It is hauntingly beautiful and melancholic. So don’t disturb that, let them get that vibe with it, and then they come into the next room and see this art piece. Then my work there is done. Then my work is saying no to myself, don’t do anything.
And then it’s the other way around, sometimes my lines of poetry could be inspirational for Niklas, for El Huervo, to say ‘this is so beautiful that I would like to give it some room.’ Or have a room where you can really read this or paint something that was inspired from it. So it’s a door that goes both ways. It’s just about knowing when to like, elevate one thing over the other, really. Same with the mechanics that Mårten Brüggemann, the game design director. Feeling the character, sometimes it’s also about leaving the player with a character to like, acquaint themselves, you know? And that could also be done through tutorials, of course, that need texxt.
But then it’s like a different kind of text. Then sometimes it has to be explanatory, or UI. Then you can’t be suggestive or mysterious. It’s like press this, this happens. But then it’s also about giving the players a chance to fall in love with the characters, just also about feeling them out. Not only by their speech or their interactions, but also to feel that it’s a smooth movement here, and it feels heavy in a nice way when I jump and things like that.

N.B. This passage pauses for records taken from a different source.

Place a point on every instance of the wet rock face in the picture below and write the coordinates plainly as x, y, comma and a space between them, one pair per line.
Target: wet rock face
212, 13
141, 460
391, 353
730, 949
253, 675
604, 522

Everything is important.
It’s like a big stew and you can’t really take some of the ingredients out and feel like, ‘yeah, but you know it’s still stew.’ Yes but no. It’s complicated, art is complicated. Game design is complicated.
And when they meet, you have to prioritize. It’s like giving birth to a demon, but it’s also very rewarding when you see it come together. Just like when you’re rehearsing for a play or something, right? You hate each other sometimes. It’s like, ‘I never want to work with these people again,’ or ‘this will be terrible.’ Then you perform, and then someone in the audience says that this was the best show you have done so far. It’s like, ‘are you serious?’ But the process and the result, they don’t have to match the feeling you carry when you do them, right? So the music carries a narrative, the art carries a narrative. Niklas and Oscar, the composer Ratvader, they have really twinned their minds when it comes to looking at it and listening to it at the same time. So then it’s also something that when those things were vibing so much from the start, then it’s also about ‘okay, I want to elevate this.’ Sometimes I come in and do a poetical, a guest play, like through the dialogue or through a vision or through descriptions. I love descriptions for items, because some people don’t read, you know, they click away everything.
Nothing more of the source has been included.